Şık ve Şener Silivri’den; Çakır ve Musluk Maldivlerden!..

İnsan mesleğinden utanır mı?..

Utanmaz tabii ki...

Ama...

Kimi meslektaşlarının yaptıklarından ve yazdıklarından mesleği adına utanır...

Meselâ ben kimi meslektaşlarımın yaptıklarından ve yazdıklarından mesleğim adına utanıyorum...

Meselâ ben Yılmaz Özdil, Ayşenur Arslan, Ruşen Çakır, Bekir Coşkun, Uğur Dündar ve Emin Çölaşan'la aynı mesleği yapıyor olmaktan hicap duyuyorum...

Neden mi?..

Gayet basit bir sebepten...

Ey güzel insanlar!..

Ey vicdan sahipleri...

Nedim Şener ve Ahmet Şık'ın tahliye oldukları gün iki meslektaşımız daha özgürlüklerine kavuştu...

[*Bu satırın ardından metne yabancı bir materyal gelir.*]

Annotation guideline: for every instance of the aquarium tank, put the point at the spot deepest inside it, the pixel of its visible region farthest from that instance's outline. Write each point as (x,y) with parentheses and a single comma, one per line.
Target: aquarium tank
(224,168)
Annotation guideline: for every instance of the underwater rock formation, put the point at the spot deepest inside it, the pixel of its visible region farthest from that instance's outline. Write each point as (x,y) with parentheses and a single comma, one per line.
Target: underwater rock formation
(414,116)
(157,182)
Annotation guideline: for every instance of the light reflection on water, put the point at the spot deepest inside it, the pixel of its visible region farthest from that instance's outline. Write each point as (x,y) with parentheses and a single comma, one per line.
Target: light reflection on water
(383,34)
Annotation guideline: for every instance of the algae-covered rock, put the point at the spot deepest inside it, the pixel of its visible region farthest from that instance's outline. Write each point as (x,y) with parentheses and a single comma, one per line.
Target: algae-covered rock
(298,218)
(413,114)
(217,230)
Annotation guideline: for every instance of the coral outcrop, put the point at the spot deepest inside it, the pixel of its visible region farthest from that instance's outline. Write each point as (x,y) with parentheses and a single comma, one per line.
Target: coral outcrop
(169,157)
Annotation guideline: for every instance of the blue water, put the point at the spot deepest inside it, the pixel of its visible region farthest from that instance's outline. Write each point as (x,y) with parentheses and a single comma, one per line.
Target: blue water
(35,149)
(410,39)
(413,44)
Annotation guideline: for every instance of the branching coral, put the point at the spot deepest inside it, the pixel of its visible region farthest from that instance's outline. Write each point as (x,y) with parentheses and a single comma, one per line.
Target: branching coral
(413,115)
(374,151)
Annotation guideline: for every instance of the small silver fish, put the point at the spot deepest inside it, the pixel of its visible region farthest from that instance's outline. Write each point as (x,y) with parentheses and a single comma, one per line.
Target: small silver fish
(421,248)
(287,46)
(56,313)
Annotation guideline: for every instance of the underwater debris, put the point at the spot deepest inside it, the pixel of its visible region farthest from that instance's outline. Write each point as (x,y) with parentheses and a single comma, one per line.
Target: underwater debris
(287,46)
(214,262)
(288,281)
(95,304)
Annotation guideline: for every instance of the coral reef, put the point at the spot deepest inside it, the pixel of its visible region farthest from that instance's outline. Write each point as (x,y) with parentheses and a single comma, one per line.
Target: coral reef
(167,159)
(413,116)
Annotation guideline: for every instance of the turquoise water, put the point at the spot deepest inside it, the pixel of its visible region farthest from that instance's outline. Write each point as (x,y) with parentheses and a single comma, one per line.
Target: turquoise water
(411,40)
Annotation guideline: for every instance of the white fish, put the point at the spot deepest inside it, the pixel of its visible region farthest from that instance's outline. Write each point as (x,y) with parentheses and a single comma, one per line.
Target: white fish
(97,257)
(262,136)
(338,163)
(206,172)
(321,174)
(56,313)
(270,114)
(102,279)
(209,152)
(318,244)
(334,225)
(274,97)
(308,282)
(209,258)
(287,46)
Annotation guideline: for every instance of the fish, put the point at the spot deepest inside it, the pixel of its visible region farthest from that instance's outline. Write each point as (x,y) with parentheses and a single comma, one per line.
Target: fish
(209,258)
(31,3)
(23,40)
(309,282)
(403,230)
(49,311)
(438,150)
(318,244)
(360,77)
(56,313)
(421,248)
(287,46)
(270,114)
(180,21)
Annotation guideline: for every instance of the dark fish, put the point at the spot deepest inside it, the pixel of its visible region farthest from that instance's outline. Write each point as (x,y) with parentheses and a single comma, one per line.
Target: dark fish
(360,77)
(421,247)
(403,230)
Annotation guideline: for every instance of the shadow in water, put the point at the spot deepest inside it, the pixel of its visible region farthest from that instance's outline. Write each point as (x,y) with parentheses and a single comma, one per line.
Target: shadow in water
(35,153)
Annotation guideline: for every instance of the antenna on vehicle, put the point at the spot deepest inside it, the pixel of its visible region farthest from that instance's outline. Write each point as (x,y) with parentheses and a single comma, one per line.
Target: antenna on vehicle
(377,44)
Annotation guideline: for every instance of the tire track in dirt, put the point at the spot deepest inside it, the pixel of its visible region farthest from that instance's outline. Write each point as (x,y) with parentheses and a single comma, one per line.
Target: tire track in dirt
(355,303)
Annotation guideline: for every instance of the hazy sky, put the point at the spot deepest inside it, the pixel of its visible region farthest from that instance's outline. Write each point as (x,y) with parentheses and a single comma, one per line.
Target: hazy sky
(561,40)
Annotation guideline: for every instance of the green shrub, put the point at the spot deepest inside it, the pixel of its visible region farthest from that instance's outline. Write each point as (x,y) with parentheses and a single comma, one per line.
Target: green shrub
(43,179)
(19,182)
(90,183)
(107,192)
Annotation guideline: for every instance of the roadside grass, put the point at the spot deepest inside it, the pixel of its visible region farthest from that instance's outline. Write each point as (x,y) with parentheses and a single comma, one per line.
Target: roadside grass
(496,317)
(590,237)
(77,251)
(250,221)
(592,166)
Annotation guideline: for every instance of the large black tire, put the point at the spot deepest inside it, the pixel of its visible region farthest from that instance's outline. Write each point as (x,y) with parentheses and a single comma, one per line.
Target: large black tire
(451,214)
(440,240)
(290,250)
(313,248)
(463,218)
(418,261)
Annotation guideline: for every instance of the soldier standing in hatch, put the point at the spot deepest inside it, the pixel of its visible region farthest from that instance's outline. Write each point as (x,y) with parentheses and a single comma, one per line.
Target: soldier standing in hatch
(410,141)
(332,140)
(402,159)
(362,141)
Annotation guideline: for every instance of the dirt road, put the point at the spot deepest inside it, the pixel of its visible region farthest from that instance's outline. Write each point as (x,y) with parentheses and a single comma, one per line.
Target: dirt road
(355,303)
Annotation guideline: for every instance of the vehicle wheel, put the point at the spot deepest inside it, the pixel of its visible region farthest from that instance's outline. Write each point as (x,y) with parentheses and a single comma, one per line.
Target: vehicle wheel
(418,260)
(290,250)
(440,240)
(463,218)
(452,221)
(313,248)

Kim olduklarını hiç düşünmeden söyleyebilir misiniz?..

Hayır!..

Söyleyemezsiniz...

Çünkü az önce adlarını andığım sözde gazeteci/yazarlar o diğer iki meslektaşımızın özgürlükleriyle de, acılarıyla da, çileleriyle de hiç ilgilenmiyorlar...

Yılmaz Özdil, Ayşenur Arslan, Ruşen Çakır, Bekir Coşkun, Uğur Dündar ve Emin Çölaşan'ı okuduğunuzda Şık ve Şener'in Silivri Cezaevi'nden çıktıklarını; diğer iki gazetecinin ise Maldivler'den tatilden geldiklerini sanırsınız...

Peki...

O ikisiyle ilgilenmek kime kaldı medyada?..

Yukarıda isimlerini andığım sözde gazetecilerin hiç haz etmedikleri gerçek gazeteci Cüneyt Özdemir'e kaldı...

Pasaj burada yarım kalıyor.